Index optimum size Elasticsearch Cluster

I'm currently testing to store all kind of data on an elastic cluster. I start to dimension my cluster with a minimal safest configuration 3 nodes and my index with 3 shards and 2 replicas.

It's working fine but I was wondering if it's not too much according to my data right now. I have two kind of data:

  • twitter input (from logstash) with a daily index
  • time series with a daily index

For twitter (with my keywords) one index is around :

  • 13 000 documents
  • 26mb of storage size

For time series, one index is around:

  • 300 documents
  • 500 kb of storage size

I discover on different sources that one shard should not exceeded 1M documents and 50GB, but is there a minimal set also to speed query performance. Should I can use 3 shards - 2 replicas per index even if I have not a lot of data per days ?

I would like to keep the "backup" configuration thanks to replicas, but also have the best performance in query search according to my data size. I think over-dimension will slow my search.

Having 2 replicas for this sort of data may not much a lot of sense unless it's really important.

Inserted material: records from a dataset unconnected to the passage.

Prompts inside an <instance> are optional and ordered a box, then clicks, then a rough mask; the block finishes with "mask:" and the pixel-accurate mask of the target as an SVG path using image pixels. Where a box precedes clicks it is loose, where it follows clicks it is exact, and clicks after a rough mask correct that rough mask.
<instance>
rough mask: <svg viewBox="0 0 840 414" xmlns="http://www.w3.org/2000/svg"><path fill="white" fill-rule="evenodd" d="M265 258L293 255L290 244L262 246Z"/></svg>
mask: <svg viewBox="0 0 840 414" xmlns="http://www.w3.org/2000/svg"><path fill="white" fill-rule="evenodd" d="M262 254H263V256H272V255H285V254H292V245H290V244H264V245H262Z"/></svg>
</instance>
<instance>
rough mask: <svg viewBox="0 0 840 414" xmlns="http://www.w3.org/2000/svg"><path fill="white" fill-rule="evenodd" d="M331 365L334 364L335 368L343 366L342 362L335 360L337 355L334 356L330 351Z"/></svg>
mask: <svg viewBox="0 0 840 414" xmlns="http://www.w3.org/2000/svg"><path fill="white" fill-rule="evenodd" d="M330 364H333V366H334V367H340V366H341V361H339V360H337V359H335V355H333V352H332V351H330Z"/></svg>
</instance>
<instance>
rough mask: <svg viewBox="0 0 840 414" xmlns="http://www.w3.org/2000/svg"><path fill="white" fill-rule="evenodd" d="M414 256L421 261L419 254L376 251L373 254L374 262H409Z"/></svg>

There's a hard 2 billion doc limit due to lucene. We recommend shards are no bigger than 50GB, but you can go bigger.

1 Like

Thanks for you reply.

So 1 replica should be enough.
But according to the "index pattern", what is the best way due to amount of my data per day ?

Is it better to have one index per day even if it is small or one bigger index per month ? according to query performance.
I will do a lot of query by "value", "date range", and "keywords".

Given the data volumes you have mentioned I would recommend using monthly indices. For efficiency, you should ideally look to have an average shard size measured in gigabytes.

1 Like

This topic was automatically closed 28 days after the last reply. New replies are no longer allowed.